La posizione del Consiglio degli svizzeri all’estero è chiara: l’obbligo va mantenuto, hanno sottolineato i delegati della Quinta Svizzera, adottando a larga maggioranza (68 voti favorevoli, 2 contrari e 2 astensioni) una risoluzione in tal senso.
«In Svizzera, ogni albero è registrato, ma si lasciano per contro semplicemente sparire dai radar gli svizzeri espatriati», ha dichiarato un rappresentante degli svizzeri in Nuova Zelanda. Per Remo Gysin, vicepresidente dell’OSE, l’obbligo di registrarsi risponde soprattutto al bisogno di sapere dove si trovano i cittadini elvetici. «È necessario poterli raggiungere, soprattutto in caso di crisi o di catastrofi», ha sottolineato Gysin.
La nuova legge prevede inoltre che l’espatriato che si registra sia automaticamente iscritto nei registri elettorali. Attualmente questo automatismo non esiste. Poco più di un quinto degli svizzeri all’estero (155’000 su 732’000) sono iscritti nei registri. L’ex direttore dell’OSE, Rudolf Wyder, teme che con questo automatismo molti svizzeri espatriati che non sono interessati ad esercitare i diritti politici nel loro paese d’origine rinuncino semplicemente ad annunciarsi presso una rappresentanza diplomatica.

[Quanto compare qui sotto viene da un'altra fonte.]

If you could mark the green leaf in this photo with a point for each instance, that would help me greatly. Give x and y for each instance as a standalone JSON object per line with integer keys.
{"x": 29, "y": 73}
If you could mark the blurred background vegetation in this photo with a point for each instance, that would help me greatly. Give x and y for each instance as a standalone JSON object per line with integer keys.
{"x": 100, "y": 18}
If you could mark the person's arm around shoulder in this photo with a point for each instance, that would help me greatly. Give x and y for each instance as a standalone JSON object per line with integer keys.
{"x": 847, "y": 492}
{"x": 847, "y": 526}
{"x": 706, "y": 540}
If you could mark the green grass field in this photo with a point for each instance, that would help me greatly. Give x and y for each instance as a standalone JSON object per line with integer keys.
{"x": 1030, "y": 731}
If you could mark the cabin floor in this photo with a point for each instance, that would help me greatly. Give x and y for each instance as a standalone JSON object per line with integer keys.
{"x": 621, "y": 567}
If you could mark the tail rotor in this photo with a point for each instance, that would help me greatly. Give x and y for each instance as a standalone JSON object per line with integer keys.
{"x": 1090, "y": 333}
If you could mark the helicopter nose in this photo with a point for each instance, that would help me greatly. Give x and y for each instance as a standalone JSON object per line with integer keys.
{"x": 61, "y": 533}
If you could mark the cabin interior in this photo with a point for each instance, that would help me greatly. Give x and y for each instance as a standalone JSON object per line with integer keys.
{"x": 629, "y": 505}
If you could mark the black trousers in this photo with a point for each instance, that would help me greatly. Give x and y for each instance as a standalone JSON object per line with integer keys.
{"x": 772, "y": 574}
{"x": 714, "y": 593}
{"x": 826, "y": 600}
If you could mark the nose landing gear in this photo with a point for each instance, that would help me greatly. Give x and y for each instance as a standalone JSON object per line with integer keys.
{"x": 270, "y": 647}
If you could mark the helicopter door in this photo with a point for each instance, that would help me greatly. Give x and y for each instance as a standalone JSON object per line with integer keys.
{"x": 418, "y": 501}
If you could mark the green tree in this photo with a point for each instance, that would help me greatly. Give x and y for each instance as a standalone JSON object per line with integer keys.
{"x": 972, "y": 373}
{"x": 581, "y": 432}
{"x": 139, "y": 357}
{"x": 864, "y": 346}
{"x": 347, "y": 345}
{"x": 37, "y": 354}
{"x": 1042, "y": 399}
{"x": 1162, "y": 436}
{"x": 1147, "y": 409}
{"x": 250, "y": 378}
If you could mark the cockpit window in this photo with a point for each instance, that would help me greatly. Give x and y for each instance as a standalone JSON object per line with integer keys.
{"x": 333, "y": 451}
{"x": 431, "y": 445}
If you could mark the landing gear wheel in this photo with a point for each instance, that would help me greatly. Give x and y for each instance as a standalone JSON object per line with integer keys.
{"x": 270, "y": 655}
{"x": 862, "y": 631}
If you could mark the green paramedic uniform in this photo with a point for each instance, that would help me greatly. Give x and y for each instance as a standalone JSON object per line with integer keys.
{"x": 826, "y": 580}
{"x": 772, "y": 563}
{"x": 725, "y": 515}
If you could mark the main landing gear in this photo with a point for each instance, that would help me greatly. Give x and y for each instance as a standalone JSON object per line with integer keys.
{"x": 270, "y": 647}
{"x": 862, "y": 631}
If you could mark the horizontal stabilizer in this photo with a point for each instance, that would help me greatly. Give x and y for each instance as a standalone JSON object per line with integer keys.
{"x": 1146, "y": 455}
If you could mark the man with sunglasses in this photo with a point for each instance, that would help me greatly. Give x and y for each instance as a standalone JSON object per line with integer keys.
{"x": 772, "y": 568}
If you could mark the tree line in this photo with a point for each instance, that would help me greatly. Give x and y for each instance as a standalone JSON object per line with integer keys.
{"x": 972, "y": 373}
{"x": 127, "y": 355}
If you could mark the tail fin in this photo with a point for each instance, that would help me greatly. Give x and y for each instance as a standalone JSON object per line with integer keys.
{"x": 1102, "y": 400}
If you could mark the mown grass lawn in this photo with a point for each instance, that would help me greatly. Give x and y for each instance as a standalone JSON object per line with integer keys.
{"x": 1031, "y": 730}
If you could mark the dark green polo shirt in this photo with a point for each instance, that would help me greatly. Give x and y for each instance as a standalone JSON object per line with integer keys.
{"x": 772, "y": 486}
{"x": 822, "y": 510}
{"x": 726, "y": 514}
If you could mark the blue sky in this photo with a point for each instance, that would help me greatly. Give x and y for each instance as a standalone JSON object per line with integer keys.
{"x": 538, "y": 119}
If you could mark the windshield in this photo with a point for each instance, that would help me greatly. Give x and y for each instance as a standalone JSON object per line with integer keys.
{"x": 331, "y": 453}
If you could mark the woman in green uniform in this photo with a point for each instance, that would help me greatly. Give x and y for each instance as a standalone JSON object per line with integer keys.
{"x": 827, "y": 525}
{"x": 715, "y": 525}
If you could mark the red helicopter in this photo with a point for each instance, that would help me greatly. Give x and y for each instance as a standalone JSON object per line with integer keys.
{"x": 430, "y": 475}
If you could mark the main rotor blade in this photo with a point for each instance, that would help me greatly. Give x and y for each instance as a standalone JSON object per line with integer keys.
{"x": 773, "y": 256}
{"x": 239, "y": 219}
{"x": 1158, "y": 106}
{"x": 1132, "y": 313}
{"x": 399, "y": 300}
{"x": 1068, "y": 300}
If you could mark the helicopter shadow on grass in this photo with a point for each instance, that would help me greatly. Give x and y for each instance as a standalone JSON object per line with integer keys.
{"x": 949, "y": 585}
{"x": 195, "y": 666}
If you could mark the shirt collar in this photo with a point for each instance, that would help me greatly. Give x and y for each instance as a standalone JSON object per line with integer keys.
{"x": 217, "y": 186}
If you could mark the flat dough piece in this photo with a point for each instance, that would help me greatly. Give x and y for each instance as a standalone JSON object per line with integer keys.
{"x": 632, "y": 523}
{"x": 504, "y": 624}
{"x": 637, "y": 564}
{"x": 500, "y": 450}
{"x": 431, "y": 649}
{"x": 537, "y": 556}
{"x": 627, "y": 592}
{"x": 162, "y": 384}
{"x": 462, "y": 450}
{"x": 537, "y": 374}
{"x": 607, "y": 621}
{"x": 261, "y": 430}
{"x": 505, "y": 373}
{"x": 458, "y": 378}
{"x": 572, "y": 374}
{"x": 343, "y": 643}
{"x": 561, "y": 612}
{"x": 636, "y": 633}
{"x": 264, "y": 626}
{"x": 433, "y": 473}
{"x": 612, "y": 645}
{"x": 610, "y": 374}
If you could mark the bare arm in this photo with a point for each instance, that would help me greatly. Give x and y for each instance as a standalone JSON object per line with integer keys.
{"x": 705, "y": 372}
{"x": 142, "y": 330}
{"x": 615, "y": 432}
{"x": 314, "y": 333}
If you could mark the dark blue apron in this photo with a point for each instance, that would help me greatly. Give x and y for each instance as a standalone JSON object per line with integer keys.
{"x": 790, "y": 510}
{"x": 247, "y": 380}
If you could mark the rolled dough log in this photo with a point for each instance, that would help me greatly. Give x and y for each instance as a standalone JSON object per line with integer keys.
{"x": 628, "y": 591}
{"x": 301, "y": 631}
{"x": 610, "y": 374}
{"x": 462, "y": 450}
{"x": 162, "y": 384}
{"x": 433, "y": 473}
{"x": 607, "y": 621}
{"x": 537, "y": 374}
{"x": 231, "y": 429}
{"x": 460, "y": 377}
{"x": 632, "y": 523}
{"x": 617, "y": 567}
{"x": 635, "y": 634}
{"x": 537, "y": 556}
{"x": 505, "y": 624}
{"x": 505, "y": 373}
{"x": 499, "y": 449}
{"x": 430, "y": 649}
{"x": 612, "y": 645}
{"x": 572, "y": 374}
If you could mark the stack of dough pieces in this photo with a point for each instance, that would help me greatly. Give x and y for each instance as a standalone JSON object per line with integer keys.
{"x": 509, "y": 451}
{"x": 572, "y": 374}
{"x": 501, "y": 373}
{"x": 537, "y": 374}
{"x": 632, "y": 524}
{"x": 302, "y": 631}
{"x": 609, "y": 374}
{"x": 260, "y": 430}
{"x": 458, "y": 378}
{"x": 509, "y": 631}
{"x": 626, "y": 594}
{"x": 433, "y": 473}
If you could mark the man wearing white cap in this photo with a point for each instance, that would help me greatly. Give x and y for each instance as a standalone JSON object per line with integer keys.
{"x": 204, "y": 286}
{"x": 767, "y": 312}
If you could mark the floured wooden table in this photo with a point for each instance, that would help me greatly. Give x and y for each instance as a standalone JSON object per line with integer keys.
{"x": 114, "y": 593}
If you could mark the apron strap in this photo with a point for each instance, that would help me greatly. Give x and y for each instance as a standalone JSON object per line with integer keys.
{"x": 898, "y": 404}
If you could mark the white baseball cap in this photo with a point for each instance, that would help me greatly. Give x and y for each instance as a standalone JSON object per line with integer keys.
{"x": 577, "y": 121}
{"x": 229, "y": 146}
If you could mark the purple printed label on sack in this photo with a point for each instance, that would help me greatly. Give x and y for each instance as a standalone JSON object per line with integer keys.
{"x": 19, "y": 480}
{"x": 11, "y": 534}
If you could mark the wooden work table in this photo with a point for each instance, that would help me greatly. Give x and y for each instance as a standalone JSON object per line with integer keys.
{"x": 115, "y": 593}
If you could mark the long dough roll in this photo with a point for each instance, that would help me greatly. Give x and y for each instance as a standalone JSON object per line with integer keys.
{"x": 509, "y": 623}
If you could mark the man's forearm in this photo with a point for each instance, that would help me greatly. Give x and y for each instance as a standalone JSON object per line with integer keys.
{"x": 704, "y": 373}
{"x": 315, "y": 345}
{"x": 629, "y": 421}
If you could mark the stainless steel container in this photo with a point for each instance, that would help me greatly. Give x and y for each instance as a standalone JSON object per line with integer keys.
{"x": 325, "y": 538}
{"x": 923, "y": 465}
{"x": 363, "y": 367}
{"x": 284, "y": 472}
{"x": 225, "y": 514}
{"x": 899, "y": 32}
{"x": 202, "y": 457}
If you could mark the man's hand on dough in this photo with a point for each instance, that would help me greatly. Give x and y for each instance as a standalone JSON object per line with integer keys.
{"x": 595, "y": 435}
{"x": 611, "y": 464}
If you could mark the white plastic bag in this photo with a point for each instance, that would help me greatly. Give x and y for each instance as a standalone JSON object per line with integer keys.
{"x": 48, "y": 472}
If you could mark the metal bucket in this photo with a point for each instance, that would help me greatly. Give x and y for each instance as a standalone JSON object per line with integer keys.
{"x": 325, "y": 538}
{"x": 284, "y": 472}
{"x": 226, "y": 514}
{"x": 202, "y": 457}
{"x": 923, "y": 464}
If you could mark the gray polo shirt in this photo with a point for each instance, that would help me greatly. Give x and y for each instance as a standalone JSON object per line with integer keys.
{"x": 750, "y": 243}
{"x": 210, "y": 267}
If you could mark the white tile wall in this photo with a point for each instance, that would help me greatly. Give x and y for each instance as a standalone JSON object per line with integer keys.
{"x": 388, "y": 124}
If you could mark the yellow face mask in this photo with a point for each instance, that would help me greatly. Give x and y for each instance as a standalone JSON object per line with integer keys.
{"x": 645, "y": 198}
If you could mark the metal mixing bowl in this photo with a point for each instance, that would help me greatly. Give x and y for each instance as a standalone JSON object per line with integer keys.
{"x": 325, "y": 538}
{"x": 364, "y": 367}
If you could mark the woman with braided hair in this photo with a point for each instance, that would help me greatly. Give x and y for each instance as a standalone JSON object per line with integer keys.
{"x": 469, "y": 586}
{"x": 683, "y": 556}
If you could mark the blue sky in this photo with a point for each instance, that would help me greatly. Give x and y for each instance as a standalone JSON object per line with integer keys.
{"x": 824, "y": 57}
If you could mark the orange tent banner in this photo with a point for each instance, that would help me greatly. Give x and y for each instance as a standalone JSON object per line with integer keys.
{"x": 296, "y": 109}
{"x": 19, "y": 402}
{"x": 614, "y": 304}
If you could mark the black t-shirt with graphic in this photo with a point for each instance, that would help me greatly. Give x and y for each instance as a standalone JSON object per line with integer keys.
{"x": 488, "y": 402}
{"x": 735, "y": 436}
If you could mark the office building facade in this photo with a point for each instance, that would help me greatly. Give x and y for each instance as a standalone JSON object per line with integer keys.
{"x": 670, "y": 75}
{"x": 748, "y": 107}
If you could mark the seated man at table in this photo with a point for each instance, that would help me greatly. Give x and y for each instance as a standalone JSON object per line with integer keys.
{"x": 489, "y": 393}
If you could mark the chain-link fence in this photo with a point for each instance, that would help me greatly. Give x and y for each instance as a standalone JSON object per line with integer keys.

Responsabilità individuale
Il nuovo direttore della direzione consolare del Dipartimento federale degli affari esteri, Jürg Burri, ha avuto il compito di difendere la posizione del governo. Al centro della nuova legge vi è la responsabilità personale, ha sottolineato.
«Non stiamo parlando di alberi, bensì di cittadini che hanno il loro destino in mano. Non si può continuare ad imporre un obbligo se poi questa imposizione non è accompagnata da sanzioni in caso di mancato rispetto». In nessun caso – ha anche tenuto a precisare – questa misura è stata dettata dalla volontà di sgravare il lavoro dell’amministrazione consolare.
Questa soppressione complica invece la missione della Confederazione, iscritta nella Costituzione, che è di rafforzare i legami tra gli espatriati e la loro patria, osserva l’OSE. «La responsabilità personale necessita di essere informati. E per essere informati, bisogna essere immatricolati», ha sottolineato Jacques-Simon Eggly.
No all’iniziativa ECOPOP
I delegati del CSE hanno anche potuto partecipare venerdì a un dibattito con Alec Gagneux, membro del comitato d’iniziativa, e Geri Müller, consigliere nazionale ecologista e sindaco di Baden, sull’iniziativa popolare in votazione il 30 novembre prossimo denominata «Stop alla sovrappopolazione – sì alla conservazione delle basi naturali della vita», che prevede di limitare a un massimo dello 0,2% annuo la crescita demografica dovuta all’immigrazione.
Al termine del dibattito, il CSE ha votato a larga maggioranza una raccomandazione che invita a respingere l’iniziativa promossa dall’associazione ecologista Ecopop.